The CTA Ridership Data contains data columns for:
station_id, stationname, date, daytype, number of rides
The CTA Station Data with Geolocation data contains columns for:
stop_id, direction, stop_name, station_name, station_descriptive_name, map_id, (CTA Line) 10 rows boolean values, Location (Latitude & Longitude Tuple)
Geographic Data
For the location that was stored in a column in the CTA Station with coordinates, I needed to get rid of the parenthesis and then split the columns with the common delimiter and convert it into a numeric value. The reason I needed to do this was in order to pass the latitudes and longitudes into the parameters to add markers to the leaflet and mark all the CTA stations.
Dates Formatting
For the date, they were initially in the format YYYY-MM-DD so in order to read the dates better and be able to compare dates, I used the lubridate library in order to convert all the dates into MM/DD/YYYY
Grouping Data
In order to look at specific data, for example, looking for CTA Ridership at the UIC-Halsted station in 2011, I would take the subset of the main dataset to reduce processing time when displaying the actual bar charts, data tables, or leaflets.
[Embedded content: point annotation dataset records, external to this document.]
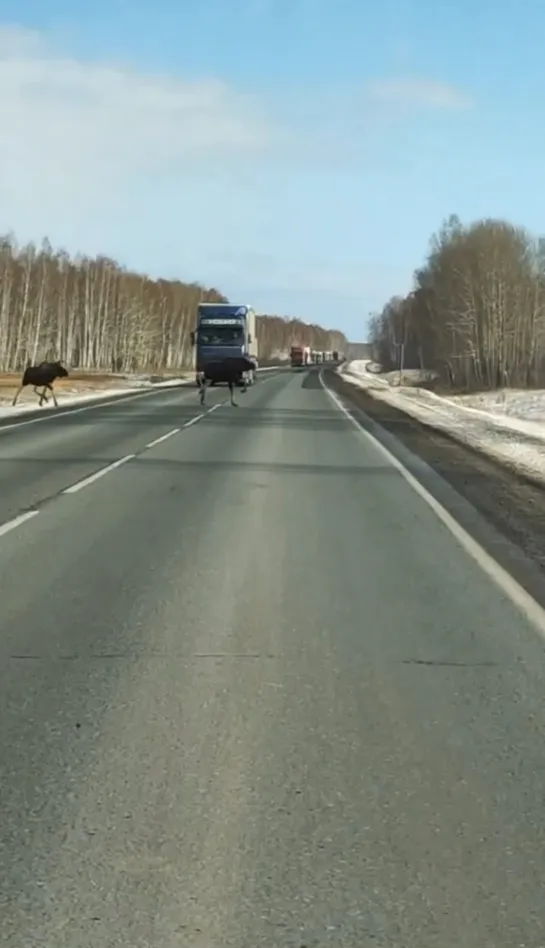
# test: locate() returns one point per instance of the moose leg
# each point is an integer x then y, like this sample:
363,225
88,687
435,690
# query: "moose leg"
17,393
42,396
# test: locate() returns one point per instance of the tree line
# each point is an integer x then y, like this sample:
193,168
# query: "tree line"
476,313
92,313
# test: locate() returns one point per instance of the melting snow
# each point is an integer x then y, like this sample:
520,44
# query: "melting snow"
508,424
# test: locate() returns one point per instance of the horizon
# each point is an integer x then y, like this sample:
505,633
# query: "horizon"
211,145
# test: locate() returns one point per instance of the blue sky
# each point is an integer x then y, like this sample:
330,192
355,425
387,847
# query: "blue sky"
297,154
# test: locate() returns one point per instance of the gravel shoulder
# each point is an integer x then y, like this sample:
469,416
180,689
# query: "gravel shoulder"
512,507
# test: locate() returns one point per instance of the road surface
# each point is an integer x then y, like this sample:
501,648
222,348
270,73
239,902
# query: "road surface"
252,692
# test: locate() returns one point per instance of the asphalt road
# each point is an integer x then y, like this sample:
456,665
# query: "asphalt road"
252,692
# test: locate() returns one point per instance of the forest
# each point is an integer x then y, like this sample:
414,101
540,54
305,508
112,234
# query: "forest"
93,314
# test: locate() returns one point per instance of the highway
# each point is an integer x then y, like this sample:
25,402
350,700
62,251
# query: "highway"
253,692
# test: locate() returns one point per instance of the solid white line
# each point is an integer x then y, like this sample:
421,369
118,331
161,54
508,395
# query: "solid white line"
163,437
17,521
109,402
524,602
94,477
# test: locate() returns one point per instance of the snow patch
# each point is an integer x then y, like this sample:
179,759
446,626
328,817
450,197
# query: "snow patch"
507,425
76,398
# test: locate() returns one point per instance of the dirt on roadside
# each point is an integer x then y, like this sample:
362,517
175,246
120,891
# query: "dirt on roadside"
76,383
513,505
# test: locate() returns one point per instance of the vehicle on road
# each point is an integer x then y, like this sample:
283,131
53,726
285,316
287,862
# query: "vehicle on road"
224,332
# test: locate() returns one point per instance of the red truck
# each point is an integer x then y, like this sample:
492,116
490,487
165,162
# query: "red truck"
297,357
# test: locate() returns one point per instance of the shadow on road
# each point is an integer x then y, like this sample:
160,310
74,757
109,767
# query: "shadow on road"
147,459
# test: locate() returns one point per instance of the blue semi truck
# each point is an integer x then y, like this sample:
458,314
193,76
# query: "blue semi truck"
224,331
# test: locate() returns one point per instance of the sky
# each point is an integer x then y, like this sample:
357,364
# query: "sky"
296,154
Reactive Elements for user input
The above-mentioned grouping data is what will be used to be made into a reactive element so that when the user changes their input then the graphs will spontaneously react in order to display the new graphs.
Order of data in bar charts and data table
In order to display data that the user can differentiate easily when plotting, I would order the data alphabetically, in ascending or descending order to show key aspects of the data and allow outliers and observable data to be more visible.